Comets and life 4

05/06/2010

Updating Comets and Magic Universe

Did comets spark life on Earth?

Part 4: Life footloose in space

In Part 1 of this series, I mentioned that in Comets, written 30 years ago, I made fun of propositions from the astrophysicists Fred Hoyle and Chandra Wickramasinghe about viable entities living in comets and being delivered ready-made to the Earth, scattered from the comets’ tails. What follows fulfils a promise to look at Chandra’s present ideas — I hope with an open mind.

To back-track a little, there’s a 100-year history of eminent scientists, driven by despair about explaining the very improbable chemistry of life by home cooking on the Earth, suggesting that life came from elsewhere. Of course, their scenarios didn’t explain the origin of life, they merely transferred it somewhere else. Out of sight, out of mind, perhaps.

  • 1907 Svante Arrhenius (yes, the CO2 warming pioneer) suggested that bacterial spores escaped from an alien planet, were driven through interstellar space by the pressure of sunlight, and revived when they reached the Earth.
  • 1971 Francis Crick (yes, of DNA fame) with Leslie Orgel proposed that intelligent beings in another part of the Galaxy spotted the Earth as a suitably wet planet and sent bacteria in a spaceship to seed it.
  • 1979 Fred Hoyle (yes, celebrated for the origin of the elements) with Chandra Wickramasinghe said that life on Earth began in comets, and diseases still come from them.

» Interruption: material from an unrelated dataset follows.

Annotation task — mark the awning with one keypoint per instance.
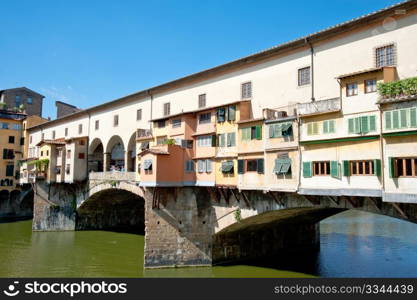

It was hard not to chuckle over their book Diseases from Space, because Hoyle and Wickramasinghe’s account filled the sky with germs, in a distant echo of the old superstition that comets portended plagues.

John Gadbury (1665) linked comets and catastrophes -- "Famine, Plague & Warrs" In actuality, bubonic plague afflicted London following the depicted 1664-5 comet. Obtained from the Royal Astronomical Society, this is an illustration in N. Calder, Comets: Speculation and Discovery.